Turismo a Varazze: quando tutto dipende dalle previsioni meteo

A Varazze il turismo è sempre più legato a un fattore tanto imprevedibile quanto decisivo: le previsioni del tempo. Basta scorrere i dati delle presenze estive – ma ormai anche primaverili e autunnali – e correrarli con il meteo osservato per accorgersi di un andamento a singhiozzo, fatto di weekend pieni e settimane improvvisamente vuote. Il motivo è noto a tutti : gran parte dei nostri visitatori e secondocasisti arrivano dalla Lombardia e decidono se partire o meno guardando il meteo, spesso anche all’ultimo momento.

Per un lombardo, Varazze è a solo un’ora e mezza di viaggio. Questa vicinanza, che potrebbe essere un enorme punto di forza, si trasforma in una fragilità strutturale. Se le previsioni annunciano sole, la città si riempie; se promettono nuvole o un po’ di instabilità, le prenotazioni saltano, i ristoranti lavorano a metà, le spiagge restano vuote. E spesso tutto questo accade anche quando, nella realtà, la giornata si rivela migliore del previsto.

Il problema non è il meteo in sé – su quello nessuno può intervenire – ma una gestione del turismo che sembra dipendere unicamente da esso. Varazze viene percepita soprattutto come “meta da bel tempo”, legata quasi esclusivamente al mare e alla spiaggia. Quando manca la certezza del sole, manca anche la motivazione per partire.

Questo modello, però, oggi mostra tutti i suoi limiti. Le previsioni sono sempre più consultate, sempre più dettagliate, ma anche sempre più volatili. Un’icona di nuvola o un temporale previsto a ore può bastare per bloccare un flusso turistico che, potenzialmente, potrebbe comunque vivere la città in molti altri modi.

La domanda allora è inevitabile: cosa offre Varazze quando il meteo è incerto?
E soprattutto: lo stiamo raccontando abbastanza?

Facciamo fatica e definire strategie concrete. Alcuni Comuni, pochi per la verità, sono sulla buona strada: inutile ricordare il successo enorme di Pietra Ligure e Finale Ligure nel settore delle bici e mountain bike in particolare, che ha introdotto una vera destagionalizzazione. Noi come altri Comuni siamo arrivati dopo e oggi facciamo fatica a trovare strategie vere, effettive, praticabili, realistiche.

Non è facile. Ci vogliono anni e spesso non ci si riesce, questa è la verità.

Eppure si può fare.
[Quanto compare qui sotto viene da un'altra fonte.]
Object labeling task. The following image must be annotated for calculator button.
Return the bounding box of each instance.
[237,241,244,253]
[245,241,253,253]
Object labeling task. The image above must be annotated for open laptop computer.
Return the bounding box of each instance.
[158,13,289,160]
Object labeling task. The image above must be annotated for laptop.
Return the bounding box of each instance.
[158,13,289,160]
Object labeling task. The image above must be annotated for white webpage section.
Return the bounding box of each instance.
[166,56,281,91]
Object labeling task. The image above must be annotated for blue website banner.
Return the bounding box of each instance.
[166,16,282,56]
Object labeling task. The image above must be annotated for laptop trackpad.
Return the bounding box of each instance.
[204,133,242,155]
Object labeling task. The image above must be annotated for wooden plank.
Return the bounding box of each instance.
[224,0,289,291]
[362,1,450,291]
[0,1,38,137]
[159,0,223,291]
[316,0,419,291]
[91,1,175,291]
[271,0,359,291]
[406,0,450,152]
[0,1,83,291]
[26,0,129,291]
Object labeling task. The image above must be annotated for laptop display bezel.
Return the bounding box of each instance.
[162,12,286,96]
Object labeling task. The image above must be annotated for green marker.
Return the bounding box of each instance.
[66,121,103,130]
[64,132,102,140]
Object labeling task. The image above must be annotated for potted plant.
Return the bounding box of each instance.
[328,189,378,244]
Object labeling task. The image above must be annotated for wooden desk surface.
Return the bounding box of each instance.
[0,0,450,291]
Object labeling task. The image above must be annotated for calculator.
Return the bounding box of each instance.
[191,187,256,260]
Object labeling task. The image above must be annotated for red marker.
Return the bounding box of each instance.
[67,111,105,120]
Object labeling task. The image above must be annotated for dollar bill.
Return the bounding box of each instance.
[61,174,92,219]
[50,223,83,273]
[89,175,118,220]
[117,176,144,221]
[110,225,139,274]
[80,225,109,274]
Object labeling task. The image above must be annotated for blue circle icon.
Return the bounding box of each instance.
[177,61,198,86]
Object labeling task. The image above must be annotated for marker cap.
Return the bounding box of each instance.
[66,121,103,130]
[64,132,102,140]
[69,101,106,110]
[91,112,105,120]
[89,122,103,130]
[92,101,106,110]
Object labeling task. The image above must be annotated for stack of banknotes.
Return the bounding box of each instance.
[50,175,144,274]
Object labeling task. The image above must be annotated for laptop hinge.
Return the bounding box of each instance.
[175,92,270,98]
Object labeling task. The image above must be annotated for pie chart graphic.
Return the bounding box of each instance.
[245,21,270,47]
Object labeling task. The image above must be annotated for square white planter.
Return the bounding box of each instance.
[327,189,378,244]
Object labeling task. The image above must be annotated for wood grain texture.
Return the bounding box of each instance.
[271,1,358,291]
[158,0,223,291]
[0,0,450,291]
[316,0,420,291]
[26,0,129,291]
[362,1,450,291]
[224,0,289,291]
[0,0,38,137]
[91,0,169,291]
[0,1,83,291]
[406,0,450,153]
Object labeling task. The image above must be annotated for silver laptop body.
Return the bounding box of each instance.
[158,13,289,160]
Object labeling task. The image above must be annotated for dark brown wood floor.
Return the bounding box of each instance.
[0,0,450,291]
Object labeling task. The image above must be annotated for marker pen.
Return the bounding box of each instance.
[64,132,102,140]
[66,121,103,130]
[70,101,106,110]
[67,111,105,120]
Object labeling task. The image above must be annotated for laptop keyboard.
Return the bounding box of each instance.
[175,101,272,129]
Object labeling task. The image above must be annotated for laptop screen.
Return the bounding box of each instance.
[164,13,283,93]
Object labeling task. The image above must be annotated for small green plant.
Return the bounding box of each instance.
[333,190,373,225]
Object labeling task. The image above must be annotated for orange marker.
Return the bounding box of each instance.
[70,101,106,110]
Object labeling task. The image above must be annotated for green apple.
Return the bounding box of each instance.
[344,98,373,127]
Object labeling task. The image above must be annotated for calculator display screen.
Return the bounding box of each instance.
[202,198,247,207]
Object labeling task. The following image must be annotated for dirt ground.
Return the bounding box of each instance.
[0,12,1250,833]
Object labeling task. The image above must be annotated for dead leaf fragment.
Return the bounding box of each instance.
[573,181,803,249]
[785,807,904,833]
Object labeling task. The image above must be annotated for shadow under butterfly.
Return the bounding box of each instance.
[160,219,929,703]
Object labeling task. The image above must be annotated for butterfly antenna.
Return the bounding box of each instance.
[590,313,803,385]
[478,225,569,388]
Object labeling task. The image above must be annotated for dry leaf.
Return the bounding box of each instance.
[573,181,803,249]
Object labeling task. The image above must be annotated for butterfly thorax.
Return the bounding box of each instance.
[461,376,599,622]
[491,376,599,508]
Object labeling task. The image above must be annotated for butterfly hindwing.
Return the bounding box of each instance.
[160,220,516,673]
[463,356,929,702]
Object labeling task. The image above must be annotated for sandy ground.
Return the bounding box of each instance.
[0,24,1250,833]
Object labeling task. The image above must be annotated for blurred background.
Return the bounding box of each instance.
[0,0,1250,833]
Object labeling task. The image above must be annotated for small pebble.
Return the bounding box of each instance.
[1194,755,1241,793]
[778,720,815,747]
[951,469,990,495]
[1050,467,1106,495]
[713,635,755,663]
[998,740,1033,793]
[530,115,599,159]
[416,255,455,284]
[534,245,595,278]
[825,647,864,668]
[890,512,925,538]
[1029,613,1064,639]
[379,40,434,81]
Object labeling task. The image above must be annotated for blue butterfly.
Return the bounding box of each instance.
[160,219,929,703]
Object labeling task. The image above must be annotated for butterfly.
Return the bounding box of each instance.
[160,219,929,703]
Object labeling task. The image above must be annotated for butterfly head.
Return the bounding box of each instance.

Qualcosa… Ad esempio, l’offerta culturale in una città che non ha mai davvero imbastito una reale, efficace politica culturale con strategie, soldi, obiettivi. Solo in questi ultimi anni si è mosso qualcosa ma i soldi disponibili rispetto ad eventi turistici tecnicamente inutili che costano da soli 6 volte tutto il budget destinato alla cultura in un intero anno, sono pochissimi.

Spendiamo troppo in eventi “turistici”, “concerti” che lasciano il tempo che trovano se non per un sabato e troppo poco nelle piattaforme strutturate pluriennali. Ciò è evidente. Bisogna ripensare se ne siamo politicamente e amministrativamente capaci (maggioranza e minoranza compresa) una strategia vera, perdurante, ostinata e coraggiosa.

Eventi culturali, sport, enogastronomia, benessere, storia, tradizioni. Ve lo dico in tutta sincerità: se il denaro diretto e indotto speso per le Frecce Tricolori e 15 minuti di spettacolo straordinario ma futile fossero spesi bene, molto bene per gli obiettivi sopra detti il bilancio economico vero sarebbe di gran lunga superiore e distribuito in un tempo infinitivamente superiore.

Il problema è che non siamo infrastrutturati per farlo. E anche se volessimo non puoi improvvisare rischiando di buttare via soldi mal spesi.